ComfyUI-Gemini_Flash_2.0_Exp
Support My Work
If you find this project helpful, consider buying me a coffee:
[](https://buymeacoffee.com/shmuelronen)
A ComfyUI custom node that integrates Google’s Gemini Flash 2.0 Experimental model, enabling multimodal analysis of text, images, video frames, and audio directly within ComfyUI workflows.

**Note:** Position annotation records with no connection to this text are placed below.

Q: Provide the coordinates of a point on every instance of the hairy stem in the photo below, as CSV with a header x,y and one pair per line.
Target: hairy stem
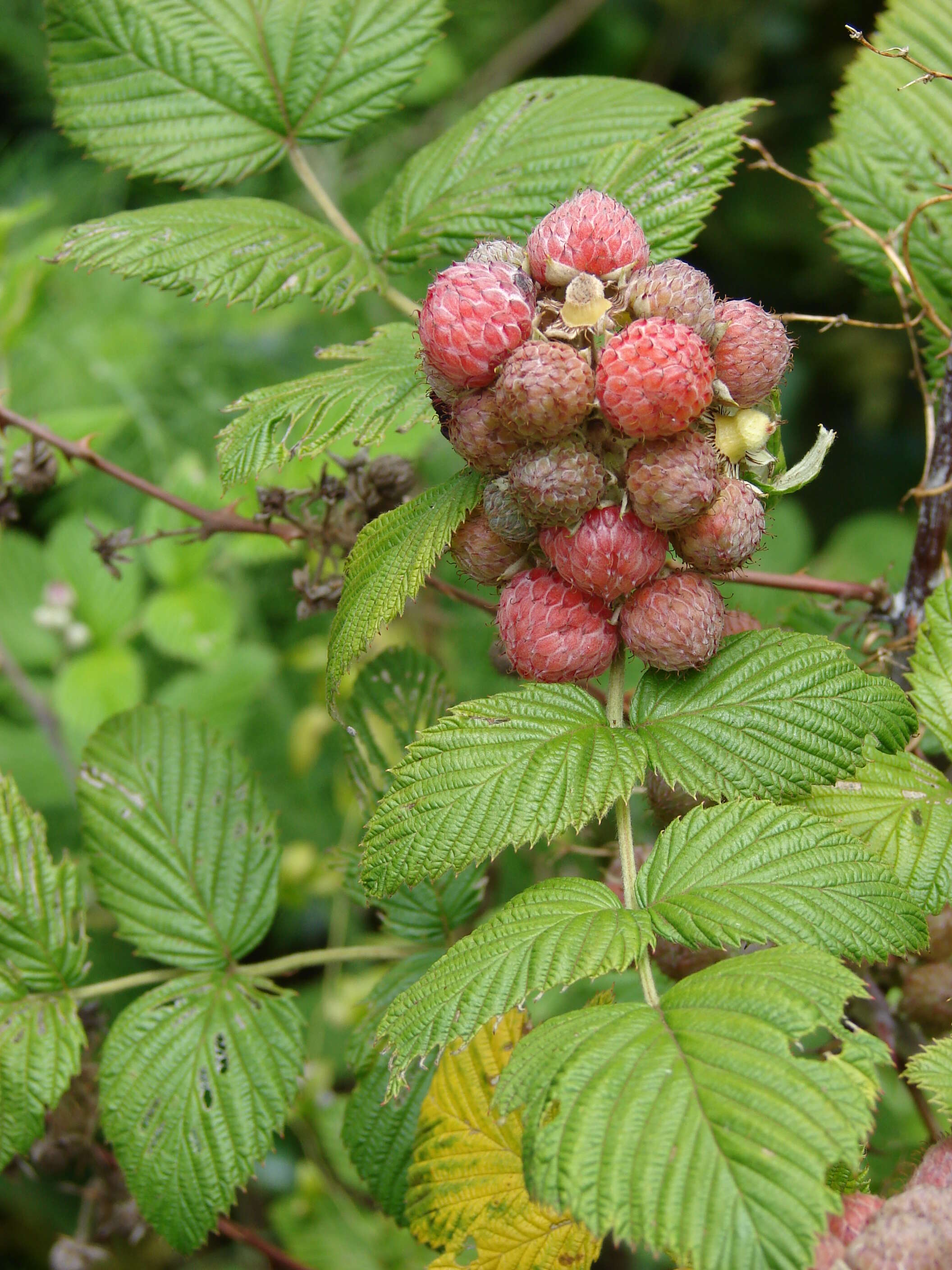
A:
x,y
254,971
314,187
926,568
615,712
211,520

Now with image generation capabilities!
Audio option
Features
Multimodal input support:
Text analysis
Image analysis
Video frame analysis
Audio analysis
NEW! Image Generation using gemini-2.0-flash-exp-image-generation model
Chat mode with conversation history
Voice chat with smart Audio recorder node
Structured output option
Temperature and token limit controls
Proxy support
Configurable API settings via config.json
Installation
Install via ComfyUI manager
or
Clone this repository into your ComfyUI custom_nodes folder:
cd ComfyUI/custom_nodes
git clone https://github.com/ShmuelRonen/ComfyUI-Gemini_Flash_2.0_Exp.git
Install required dependencies:
# Install BOTH packages (both are required)
pip install google-genai
pip install google-generativeai
# OR
python -m pip install google-genai
python -m pip install google-generativeai
# Other dependencies
pip install pillow
pip install torchaudio
Important:
For Ubuntu/Debian-based systems:
“`
sudo apt-get install libportaudio2
“`
Get your free API key from Google AI Studio:
Visit Google AI Studio
Log in with your Google account
Click on “Get API key” or go to settings
Create a new API key
Copy the API key for use in config.json
Set up your API key in the config.json file (will be created automatically on first run)
Configuration
API Key Setup
Make config.json file in the node main folder:
{
"GEMINI_API_KEY": "your_api_key_here"
}
WSL 2 Ubuntu Users
Note: always insert the API-KEY into Gemini Flash 2 node.
Node Inputs
Required Inputs:
prompt: Main text prompt for analysis or generation
input_type: Select from [“text”, “image”, “video”, “audio”]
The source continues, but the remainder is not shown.